Anstehende ISMS-Pflicht für Energieversorger

Der Entwurf des IT-Sicherheitsgesetzes (IT-SiG) sieht vor, dass viele Energieversorger künftig ein testiertes Information Security Management System (ISMS) vorzuweisen haben. Der IT-Dienstleister Prego Services erläutert, worauf sich die Unernehmen einstellen müssen.

23. März 2015

Für Energieversorger verschärft sich die Pflicht durch den IT-Sicherheitskatalog der Bundesnetzagentur (BNetzA), der ebenfalls noch im Entwurfsstadium ist, so der Dienstleister weiter. Der Katalog verlange von ihnen, nicht nur ein solches ISMS zu betreiben, sondern es von einer unabhängigen, akkreditierten Zertifizierungsstelle zertifizieren zu lassen.

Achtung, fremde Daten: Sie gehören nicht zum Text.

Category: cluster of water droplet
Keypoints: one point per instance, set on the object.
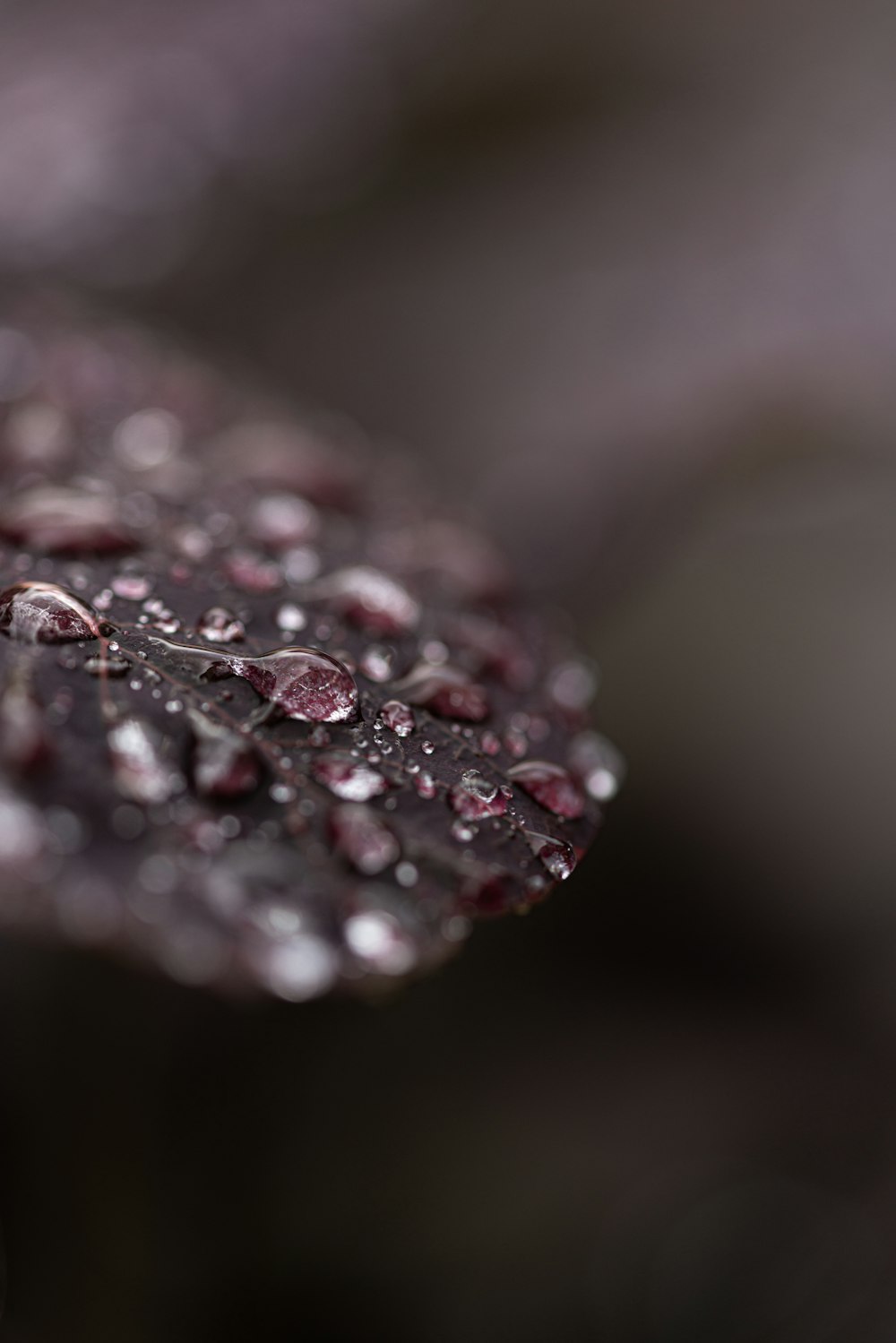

»Auch wenn sowohl das neue IT-Sicherheitsgesetz als auch der IT-Sicherheitskatalog derzeit noch im Entwurfsstadium sind – ihre Verabschiedung und die Pflicht für Energieversorger zu einem zertifizierten ISMS gelten als sicher«, so der Dienstleister. Betroffen von dieser Pflicht seien nach aktuellem Stand mehr als 1.500 Unternehmen der Energiebranche. Nur Kleinstunternehmen, die weniger als zehn Mitarbeiter haben und deren Jahresbilanzsumme zwei Millionen Euro nicht überschreitet, sollen von den Regelungen ausgenommen sein.

Das künftige Information Security Management System der Energieversorger soll zum einen der Norm DIN ISO 27001 entsprechen, welche die allgemeinen Anforderungen an ein solches System definiert. Darüber hinaus soll es verschiedene Aspekte der Norm DIN ISO/IEC TR 27019 berücksichtigen, die eine Leitlinie speziell für die Energieversorgungsbranche bereitstellt.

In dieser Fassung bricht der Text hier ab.